As a person that got pulled into the hell we call Long Covid, I find it very difficult to follow the developments and the research from social media. Every day I have to scroll through a lot of desperation, hopelessness, and anger to get a single piece of useful knowledge. I know that they are fully within their rights to share as they'd like on their profiles, but they become a tsunami on my Twitter feed when ten of them appear one after the other.

It then becomes a challenge to emotionally shield myself from taking on everybody's feelings and just focus on the information that I'm after: Are there any new developments? Any new research papers that point to something? Any new medications that people are trying? Anything that I've missed that could help?

And on top of this, you have to deal with their toxicity as they project their fears, their sorrow, and their anger on everything and everyone.

The Hypocracy!

The latest example is, a TV presenter suffers from heart issues and alopecia, and she's been told it's because of stress. And the Long-Covid community thinks, obviously, this is Long-Covid. They wrote posts after posts about how this is caused by Covid, how she's been gaslit, her symptoms have been minimised by being labelled as 'stress'.

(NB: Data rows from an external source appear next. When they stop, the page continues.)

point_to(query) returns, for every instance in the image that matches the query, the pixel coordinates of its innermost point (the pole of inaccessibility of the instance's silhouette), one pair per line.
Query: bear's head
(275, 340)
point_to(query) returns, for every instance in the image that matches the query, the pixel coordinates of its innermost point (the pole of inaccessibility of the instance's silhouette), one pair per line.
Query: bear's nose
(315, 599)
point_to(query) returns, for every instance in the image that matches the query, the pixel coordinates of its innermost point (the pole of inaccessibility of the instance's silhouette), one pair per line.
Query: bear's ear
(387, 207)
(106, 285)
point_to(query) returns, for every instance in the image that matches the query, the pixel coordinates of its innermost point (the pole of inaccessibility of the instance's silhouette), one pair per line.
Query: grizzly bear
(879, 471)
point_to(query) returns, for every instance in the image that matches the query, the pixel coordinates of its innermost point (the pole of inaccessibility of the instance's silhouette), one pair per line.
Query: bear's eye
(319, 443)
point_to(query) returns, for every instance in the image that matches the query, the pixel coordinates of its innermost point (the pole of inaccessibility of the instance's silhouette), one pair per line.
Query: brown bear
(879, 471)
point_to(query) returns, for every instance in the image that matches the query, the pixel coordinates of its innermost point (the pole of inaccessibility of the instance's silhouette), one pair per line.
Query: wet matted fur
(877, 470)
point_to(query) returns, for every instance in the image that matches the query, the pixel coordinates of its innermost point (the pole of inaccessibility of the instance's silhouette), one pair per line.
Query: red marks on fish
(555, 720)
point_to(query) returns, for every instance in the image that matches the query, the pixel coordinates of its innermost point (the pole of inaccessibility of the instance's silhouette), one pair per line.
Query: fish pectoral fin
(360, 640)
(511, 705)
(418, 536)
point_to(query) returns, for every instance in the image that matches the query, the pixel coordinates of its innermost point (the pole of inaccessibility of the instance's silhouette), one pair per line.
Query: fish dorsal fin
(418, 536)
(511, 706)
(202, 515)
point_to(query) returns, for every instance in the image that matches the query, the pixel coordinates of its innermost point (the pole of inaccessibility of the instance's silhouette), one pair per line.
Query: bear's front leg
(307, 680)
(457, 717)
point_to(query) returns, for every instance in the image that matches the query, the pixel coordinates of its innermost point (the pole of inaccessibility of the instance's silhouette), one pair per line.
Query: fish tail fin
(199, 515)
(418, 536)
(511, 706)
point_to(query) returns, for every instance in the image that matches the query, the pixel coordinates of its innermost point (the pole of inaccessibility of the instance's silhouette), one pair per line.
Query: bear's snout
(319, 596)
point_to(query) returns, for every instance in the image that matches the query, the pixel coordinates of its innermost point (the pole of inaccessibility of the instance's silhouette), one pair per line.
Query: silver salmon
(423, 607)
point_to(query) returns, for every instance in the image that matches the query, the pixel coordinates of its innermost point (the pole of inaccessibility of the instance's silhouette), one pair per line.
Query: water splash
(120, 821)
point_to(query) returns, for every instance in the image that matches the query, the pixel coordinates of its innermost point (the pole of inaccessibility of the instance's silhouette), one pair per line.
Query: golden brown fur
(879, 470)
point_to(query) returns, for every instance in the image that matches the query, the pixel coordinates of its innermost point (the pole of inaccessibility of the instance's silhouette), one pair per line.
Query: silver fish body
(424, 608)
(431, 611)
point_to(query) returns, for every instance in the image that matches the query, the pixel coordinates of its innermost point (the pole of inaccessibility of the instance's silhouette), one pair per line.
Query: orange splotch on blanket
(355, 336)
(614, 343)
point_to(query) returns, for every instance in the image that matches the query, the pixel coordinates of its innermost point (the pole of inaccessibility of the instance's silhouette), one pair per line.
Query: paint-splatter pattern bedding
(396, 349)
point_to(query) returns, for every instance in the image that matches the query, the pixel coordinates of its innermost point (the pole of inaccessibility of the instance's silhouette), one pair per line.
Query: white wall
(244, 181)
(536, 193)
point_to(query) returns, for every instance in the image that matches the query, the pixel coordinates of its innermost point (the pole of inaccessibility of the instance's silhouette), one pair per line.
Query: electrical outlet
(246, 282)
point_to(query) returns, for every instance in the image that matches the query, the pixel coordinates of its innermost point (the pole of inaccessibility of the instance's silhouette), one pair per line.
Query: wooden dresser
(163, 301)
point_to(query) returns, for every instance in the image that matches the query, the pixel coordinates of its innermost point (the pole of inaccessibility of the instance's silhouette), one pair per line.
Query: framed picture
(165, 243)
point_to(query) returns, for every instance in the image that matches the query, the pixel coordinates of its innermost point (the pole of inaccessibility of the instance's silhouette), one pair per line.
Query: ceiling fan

The hypocrisy here is astonishing. They are doing the exact same thing they blame people of doing: Minimising another person's suffering without much knowledge and based on pure conjecture, and pressuring them into accepting it's something else.

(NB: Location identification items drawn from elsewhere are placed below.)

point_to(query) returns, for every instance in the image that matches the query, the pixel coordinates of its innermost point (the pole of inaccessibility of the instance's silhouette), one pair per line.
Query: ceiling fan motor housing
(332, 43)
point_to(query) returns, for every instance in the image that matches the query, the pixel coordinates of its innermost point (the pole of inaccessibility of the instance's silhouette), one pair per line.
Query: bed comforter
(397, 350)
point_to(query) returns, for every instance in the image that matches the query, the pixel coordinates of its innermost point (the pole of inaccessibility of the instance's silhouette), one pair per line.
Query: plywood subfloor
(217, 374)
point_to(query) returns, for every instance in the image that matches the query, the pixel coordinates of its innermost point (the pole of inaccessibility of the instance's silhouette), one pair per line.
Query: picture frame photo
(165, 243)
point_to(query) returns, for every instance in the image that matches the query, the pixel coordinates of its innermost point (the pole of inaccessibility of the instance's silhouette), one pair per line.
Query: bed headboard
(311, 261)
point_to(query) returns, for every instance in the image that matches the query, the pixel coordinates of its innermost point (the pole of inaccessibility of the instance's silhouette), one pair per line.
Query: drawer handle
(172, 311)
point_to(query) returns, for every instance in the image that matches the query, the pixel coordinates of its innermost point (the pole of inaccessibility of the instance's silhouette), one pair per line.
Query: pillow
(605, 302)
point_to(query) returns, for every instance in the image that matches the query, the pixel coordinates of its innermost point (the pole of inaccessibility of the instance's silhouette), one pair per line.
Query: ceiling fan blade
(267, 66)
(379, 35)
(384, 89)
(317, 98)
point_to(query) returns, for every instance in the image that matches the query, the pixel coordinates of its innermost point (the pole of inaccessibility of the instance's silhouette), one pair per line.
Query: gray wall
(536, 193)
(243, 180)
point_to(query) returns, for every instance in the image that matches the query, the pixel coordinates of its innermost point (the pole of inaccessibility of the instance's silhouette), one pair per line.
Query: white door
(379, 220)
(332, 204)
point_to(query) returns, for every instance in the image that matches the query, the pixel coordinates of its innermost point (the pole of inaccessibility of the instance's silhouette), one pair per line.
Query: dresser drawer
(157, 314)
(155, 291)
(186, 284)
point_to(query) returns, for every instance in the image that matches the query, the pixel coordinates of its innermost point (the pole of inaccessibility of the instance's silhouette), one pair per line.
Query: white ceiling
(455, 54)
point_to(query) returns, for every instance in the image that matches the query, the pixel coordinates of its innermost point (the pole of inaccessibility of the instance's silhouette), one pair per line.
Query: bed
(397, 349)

Why? Because they know better. Because they suffer, they have more experience. Because they suffer, they have the say and you don't. It's all Covid-induced and it's being ignored by everyone.

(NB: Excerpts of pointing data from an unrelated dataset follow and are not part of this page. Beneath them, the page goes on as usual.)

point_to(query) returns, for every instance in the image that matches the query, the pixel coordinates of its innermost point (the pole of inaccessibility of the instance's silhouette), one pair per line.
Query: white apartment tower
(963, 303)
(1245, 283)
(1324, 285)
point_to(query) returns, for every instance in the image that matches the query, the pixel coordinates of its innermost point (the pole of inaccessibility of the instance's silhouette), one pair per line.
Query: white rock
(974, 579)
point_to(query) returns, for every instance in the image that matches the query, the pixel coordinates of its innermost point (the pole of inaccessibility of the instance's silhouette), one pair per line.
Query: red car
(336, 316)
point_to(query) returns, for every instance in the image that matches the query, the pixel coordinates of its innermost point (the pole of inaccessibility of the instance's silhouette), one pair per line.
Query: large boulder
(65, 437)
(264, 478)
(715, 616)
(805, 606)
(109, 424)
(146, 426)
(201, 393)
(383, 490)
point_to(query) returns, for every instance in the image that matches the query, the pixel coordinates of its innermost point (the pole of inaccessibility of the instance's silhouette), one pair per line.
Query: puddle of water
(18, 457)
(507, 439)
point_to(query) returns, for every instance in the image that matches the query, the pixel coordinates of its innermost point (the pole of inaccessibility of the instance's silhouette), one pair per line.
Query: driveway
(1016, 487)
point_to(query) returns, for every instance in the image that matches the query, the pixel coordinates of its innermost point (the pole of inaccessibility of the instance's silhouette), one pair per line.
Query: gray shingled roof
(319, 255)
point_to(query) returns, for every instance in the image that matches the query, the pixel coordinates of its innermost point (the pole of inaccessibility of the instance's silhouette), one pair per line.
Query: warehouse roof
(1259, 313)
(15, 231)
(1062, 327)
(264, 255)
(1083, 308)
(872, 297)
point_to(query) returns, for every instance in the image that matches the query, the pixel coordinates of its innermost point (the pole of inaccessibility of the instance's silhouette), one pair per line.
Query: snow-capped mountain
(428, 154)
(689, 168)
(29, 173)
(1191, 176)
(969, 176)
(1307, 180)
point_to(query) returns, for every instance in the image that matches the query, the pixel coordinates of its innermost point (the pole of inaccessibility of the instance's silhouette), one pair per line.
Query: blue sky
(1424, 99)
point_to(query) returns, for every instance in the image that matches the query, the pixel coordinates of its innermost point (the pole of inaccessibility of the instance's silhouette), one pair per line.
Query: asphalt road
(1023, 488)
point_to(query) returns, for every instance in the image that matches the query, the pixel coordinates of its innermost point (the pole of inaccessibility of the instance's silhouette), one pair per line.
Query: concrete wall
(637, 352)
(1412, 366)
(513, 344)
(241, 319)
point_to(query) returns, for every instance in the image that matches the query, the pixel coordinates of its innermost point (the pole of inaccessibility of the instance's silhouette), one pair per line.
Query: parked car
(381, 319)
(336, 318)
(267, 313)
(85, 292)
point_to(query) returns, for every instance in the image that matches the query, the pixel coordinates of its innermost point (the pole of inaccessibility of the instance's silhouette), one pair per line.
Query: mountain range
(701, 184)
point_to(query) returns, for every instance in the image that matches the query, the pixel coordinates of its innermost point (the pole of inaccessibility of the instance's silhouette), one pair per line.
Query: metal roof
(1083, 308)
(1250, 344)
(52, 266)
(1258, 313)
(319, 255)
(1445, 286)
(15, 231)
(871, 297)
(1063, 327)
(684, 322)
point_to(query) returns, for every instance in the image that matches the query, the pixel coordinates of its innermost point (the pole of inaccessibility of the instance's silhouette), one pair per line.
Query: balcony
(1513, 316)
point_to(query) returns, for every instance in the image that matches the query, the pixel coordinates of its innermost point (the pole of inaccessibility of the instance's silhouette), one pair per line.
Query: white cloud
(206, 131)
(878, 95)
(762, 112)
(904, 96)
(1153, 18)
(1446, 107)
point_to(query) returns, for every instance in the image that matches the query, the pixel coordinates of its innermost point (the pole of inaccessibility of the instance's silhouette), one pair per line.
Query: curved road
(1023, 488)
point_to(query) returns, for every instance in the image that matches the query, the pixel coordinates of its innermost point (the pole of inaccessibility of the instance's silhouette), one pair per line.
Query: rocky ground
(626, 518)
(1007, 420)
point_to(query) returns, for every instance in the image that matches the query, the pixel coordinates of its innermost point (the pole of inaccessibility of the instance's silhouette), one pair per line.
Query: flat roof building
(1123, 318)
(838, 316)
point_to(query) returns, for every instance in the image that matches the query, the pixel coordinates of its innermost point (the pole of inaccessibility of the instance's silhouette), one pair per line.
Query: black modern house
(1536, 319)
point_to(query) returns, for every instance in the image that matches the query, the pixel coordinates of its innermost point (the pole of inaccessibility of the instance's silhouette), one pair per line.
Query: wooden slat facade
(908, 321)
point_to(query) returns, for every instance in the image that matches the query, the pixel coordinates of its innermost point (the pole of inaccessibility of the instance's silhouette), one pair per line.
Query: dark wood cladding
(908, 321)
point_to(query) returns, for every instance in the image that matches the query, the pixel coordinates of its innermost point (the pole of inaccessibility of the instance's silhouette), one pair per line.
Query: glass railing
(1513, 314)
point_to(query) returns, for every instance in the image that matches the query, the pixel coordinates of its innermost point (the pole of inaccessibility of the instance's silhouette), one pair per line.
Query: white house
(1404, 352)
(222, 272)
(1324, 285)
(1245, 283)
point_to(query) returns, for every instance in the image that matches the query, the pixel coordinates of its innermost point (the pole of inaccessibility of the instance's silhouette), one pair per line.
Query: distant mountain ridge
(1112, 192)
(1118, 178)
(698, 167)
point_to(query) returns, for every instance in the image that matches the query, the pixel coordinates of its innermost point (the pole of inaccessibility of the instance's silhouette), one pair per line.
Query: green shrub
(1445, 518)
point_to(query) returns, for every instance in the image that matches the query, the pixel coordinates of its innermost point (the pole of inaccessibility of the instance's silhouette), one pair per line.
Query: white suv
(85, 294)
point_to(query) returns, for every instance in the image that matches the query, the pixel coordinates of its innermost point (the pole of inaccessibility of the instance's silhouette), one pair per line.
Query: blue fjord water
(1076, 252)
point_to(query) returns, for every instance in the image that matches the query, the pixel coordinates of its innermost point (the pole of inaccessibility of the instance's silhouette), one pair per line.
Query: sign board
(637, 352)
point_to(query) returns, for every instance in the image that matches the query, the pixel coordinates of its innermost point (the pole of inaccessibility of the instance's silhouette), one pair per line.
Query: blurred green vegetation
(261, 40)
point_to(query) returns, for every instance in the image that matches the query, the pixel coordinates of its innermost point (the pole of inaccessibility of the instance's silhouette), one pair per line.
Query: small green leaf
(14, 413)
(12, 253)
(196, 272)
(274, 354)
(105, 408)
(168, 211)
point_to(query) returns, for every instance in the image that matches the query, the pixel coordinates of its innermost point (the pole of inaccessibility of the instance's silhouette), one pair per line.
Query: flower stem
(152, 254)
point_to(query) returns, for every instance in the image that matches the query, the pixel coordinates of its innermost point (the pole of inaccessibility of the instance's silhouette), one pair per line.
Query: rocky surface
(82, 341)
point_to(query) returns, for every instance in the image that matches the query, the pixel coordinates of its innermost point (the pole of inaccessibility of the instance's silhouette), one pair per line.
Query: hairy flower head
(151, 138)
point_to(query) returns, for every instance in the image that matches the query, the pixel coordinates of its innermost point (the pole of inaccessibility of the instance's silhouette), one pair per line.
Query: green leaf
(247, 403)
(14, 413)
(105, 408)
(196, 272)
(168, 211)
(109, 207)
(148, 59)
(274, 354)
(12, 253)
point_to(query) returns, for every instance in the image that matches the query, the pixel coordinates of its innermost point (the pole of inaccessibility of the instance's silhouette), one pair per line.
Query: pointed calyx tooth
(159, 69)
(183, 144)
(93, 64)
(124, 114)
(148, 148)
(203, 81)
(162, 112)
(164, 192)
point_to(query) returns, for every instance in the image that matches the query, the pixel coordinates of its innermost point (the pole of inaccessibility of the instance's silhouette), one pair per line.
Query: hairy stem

To be honest, after a while they read like hate speech.

Chronic Ilnesses Aren’t New

Let's get one thing clear: People were becoming chronically ill way before Covid was a thing. Stress-induced autoimmune diseases are a thing, and alopecia is one of the most common ones. So is having heart issues, as continuous stress increases the blood pressure and wreaks havoc on your sympathetic nervous system. Your body is constantly in fight or flight mode, and there's no surprise when it could even start attacking itself.

The LC community who are reading this, I know what you're thinking: It's POTS, right? Right? What else can it be? It's just Covid-induced POTS, right?

No. People have been having these illnesses since the beginning of time. People used to drop dead like flies just because they stubbed their toe and it got infected. ME/CFS has been a thing for decades, and people can get it from flu. And no, ME/CFS is not the same thing as Long-Covid. They overlap, but also with stress-induced autoimmune conditions.

Just because you're chronically ill of something doesn't mean that everything is caused by the same thing. You need to take off your Covid-coloured glasses and just let people figure their own shit out. Stop giving unsolicited (and frankly, unrealistic) advice. If they need it they would find you and ask you. You're making so much noise that even aliens can find you.

Not everyone that got Covid is going to get Long-Covid. Not with one or ten infections. Some people will, but maybe they'll recover after three months. Maybe they'll die. Maybe they'll end up just like you. But you putting pressure on people just because you're suffering is unfair to everyone. Let them be.

Life isn't fair, and it was never meant to be.